Sea Shepherd et Paul sont engagés aux Îles Féroé contre les massacres de dauphins depuis 1986. Il s’agit du plus grand massacre de mammifères marins en Europe, perpétré pour des raisons traditionnelles. Entre 1 000 et 1 500 globicéphales sont tués chaque année, des familles entières. Les images sont très difficiles. Comme on mène de nombreuses missions là-bas, on n’est pas très bien perçu. Le mouvement indépendantiste est très fort dans ce protectorat autonome, ce qui n’arrange pas les affaires du Danemark en raison des gros intérêts économiques en jeu. La flotte de pêche industrielle féringienne est l’une des plus importantes au monde et Copenhague veut garder la main sur l’archipel. La question des dauphins est donc très politique. Ce fort sentiment anticolonialiste, également vif au Groenland, explique pourquoi, alors qu’il est strictement interdit de tuer des dauphins dans les eaux danoises et que le pays est signataire des conventions de protection des mammifères marins, il mobilise sa flotte militaire pour nous empêcher de sauver les dauphins ! Montrer qu’il traque Paul Watson et qu’il aide à sa capture, c’est un message fort envoyé aux îles Féroé : «Regardez, on s’attaque à l’ennemi de vos traditions. Il y a un avantage à rester avec nous.»
Le Danemark a exécuté une notice rouge d’Interpol émise par le Japon que d’autres Etats membres de l’Union faisaient mine de ne pas voir tant elle leur paraissait disproportionnée. Quels sont les liens entre les deux pays ?
Il y a également de forts intérêts économiques en jeu ; on parle de contrats de plusieurs centaines de millions d’euros sur le déploiement de chantiers éoliens au Japon. Le Danemark est le leader mondial de l’éolien offshore. Sans oublier les autres accords commerciaux. Le Danemark contente à la fois un important partenaire commercial et un archipel qui a des velléités d’autonomie. Paul est leur ennemi commun.
Entretien
Quitte à se mettre à dos une partie de l’opinion publique européenne, ou du moins française ?
Au Danemark, les médias parlent très peu de l’affaire Watson. Donc le gouvernement danois doit se dire : «On s’en fiche de l’opinion publique française.» C’est pour ça que Paul a demandé la nationalité française. Cela permettrait de faire de cette affaire un enjeu pleinement européen [Watson est Américano-Canadien, ndlr]. La France pourrait ainsi peser davantage au niveau politique et diplomatique. Pour l’instant, nous n’avons aucun retour officiel côté français. On sait que c’est en cours de discussion. Mais il faudrait que la décision soit prise vite pour qu’elle ait du sens. Tenir tête au Japon nécessite un certain courage politique. Avoir la France sur le dos offrirait peut-être au Danemark une porte de sortie.

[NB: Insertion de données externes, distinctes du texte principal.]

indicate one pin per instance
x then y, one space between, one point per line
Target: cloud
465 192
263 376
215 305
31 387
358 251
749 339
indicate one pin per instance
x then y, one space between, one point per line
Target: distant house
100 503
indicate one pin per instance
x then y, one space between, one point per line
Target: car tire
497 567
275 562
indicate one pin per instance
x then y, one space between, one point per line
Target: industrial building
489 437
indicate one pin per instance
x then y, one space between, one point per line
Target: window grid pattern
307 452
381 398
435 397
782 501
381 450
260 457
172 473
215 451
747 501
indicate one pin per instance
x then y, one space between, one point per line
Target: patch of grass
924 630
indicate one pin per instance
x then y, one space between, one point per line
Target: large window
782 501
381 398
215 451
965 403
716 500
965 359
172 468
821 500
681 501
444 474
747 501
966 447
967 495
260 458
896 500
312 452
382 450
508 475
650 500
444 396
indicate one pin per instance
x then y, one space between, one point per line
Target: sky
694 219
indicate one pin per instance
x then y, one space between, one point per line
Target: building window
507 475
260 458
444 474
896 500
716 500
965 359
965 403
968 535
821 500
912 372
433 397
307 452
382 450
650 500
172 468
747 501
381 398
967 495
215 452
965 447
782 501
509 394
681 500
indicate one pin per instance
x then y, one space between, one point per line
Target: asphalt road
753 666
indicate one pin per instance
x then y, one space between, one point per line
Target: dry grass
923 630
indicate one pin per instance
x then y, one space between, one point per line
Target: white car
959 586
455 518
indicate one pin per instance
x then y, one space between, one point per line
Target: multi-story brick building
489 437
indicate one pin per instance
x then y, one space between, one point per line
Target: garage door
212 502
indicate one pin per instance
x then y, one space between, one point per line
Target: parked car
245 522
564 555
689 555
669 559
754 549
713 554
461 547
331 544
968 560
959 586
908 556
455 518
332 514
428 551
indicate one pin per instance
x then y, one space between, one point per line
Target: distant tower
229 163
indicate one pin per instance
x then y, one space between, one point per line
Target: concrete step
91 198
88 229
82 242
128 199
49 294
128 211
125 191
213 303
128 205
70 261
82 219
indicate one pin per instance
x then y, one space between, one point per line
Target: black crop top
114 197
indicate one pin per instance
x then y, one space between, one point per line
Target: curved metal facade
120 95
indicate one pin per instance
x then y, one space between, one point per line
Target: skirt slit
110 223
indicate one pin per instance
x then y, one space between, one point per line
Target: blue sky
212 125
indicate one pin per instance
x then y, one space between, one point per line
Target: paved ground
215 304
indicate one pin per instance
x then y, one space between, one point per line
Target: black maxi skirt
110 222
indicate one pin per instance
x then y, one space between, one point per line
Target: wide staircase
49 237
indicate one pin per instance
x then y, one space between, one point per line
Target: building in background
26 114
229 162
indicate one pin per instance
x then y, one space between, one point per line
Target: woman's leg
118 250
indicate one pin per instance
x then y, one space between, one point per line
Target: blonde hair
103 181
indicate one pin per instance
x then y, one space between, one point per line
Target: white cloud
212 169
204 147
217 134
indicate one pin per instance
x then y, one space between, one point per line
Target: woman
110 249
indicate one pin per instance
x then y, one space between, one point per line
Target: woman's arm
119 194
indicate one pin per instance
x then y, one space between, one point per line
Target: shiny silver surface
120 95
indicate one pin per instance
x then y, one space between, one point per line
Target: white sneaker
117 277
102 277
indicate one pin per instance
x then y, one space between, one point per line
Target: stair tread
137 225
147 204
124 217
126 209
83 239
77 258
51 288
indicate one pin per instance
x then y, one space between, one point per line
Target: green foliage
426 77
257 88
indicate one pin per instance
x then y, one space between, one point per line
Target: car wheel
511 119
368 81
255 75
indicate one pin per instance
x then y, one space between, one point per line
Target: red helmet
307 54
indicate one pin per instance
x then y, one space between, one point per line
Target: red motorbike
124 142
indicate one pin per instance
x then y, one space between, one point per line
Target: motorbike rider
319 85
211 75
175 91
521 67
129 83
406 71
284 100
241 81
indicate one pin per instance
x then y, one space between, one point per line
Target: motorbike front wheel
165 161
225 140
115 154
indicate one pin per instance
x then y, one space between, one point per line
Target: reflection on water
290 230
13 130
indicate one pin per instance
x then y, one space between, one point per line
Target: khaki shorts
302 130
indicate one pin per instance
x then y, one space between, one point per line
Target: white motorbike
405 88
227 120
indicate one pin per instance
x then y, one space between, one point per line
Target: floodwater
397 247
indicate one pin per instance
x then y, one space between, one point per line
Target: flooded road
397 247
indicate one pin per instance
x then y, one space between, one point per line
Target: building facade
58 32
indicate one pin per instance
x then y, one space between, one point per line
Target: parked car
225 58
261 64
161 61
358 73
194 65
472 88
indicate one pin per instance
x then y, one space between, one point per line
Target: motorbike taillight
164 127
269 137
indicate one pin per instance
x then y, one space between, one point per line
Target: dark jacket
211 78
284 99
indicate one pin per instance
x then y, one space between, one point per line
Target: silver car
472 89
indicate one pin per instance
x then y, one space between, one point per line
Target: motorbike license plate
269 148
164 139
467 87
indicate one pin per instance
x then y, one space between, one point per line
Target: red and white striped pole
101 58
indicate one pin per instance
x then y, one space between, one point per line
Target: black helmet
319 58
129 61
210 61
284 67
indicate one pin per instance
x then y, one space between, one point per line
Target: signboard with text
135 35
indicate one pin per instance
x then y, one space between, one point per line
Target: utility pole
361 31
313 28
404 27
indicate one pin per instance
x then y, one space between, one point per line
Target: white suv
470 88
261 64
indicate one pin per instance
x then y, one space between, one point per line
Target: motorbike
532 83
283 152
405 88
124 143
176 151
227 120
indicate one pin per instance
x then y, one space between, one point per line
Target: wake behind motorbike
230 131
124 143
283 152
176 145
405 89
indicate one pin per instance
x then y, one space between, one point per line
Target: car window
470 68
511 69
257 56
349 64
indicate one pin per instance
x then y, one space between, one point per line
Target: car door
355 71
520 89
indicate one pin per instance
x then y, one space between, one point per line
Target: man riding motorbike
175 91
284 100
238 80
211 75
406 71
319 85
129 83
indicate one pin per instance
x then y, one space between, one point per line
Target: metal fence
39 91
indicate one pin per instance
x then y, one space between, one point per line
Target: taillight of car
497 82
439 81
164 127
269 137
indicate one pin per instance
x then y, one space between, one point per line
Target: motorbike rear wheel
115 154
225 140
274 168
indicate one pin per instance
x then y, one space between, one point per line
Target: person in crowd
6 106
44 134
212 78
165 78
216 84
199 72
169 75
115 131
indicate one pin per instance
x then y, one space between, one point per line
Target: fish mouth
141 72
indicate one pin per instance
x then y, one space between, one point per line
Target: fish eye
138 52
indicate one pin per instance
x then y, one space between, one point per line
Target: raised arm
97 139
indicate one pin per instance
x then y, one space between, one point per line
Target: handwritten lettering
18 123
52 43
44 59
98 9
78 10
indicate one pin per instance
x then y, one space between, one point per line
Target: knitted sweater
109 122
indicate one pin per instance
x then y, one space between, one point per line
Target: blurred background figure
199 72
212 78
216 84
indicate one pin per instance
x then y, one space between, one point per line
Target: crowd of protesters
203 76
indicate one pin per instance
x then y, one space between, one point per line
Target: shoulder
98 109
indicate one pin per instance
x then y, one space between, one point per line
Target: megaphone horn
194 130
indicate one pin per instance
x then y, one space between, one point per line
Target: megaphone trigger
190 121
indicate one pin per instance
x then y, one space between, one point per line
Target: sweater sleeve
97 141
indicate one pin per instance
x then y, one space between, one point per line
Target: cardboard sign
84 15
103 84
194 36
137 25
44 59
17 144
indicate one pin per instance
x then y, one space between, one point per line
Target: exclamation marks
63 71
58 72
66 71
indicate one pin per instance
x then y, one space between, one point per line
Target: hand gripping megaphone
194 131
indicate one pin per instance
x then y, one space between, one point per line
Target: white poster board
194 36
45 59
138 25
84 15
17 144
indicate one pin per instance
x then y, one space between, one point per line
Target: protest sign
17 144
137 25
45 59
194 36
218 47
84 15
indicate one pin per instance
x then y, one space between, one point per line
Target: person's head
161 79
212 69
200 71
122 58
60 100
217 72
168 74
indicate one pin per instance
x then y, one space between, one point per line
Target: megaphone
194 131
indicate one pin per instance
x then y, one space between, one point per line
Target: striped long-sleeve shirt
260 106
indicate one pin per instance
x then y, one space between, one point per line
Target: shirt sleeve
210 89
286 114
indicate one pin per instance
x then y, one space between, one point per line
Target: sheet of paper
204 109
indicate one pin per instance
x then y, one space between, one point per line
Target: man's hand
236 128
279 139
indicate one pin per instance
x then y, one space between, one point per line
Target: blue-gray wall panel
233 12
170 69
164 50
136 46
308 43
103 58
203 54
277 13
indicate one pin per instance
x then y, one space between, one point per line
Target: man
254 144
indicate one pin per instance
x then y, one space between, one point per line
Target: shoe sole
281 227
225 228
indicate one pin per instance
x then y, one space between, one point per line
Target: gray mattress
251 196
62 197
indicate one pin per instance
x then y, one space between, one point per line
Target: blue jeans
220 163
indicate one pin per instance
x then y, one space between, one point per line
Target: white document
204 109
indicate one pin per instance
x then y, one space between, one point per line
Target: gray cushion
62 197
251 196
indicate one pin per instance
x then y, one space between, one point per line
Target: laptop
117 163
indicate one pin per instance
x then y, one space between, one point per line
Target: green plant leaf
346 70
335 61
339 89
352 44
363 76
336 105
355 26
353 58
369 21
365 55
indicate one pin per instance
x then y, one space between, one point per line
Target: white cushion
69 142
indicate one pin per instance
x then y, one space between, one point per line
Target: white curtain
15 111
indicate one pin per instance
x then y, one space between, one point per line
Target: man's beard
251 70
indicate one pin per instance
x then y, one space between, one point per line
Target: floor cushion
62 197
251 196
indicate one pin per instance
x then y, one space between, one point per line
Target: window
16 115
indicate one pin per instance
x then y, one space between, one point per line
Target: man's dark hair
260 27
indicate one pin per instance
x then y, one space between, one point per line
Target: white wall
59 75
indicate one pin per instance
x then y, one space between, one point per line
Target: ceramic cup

Savez-vous quand le ministre de la Justice danois doit se prononcer sur la demande d’extradition du Japon ?
Non, nous n’avons pas de nouvelles. Il y a deux options : soit il se prononce prochainement, soit il laisse la Cour suprême statuer sur l’extradition. S’ils refusent un transfèrement au Japon, Paul sera immédiatement libéré. Dans le cas contraire – qui serait surréaliste –, nous ferons appel devant la Cour suprême et devant la Cour européenne des droits de l’homme. Notre avocat danois nous dit qu’en moyenne le délai d’instruction dans les dossiers d’extradition est d’une quinzaine de jours. Là, ça fait trois semaines que tout est sur le bureau du ministre. On espère donc que Paul sera libéré avant Noël.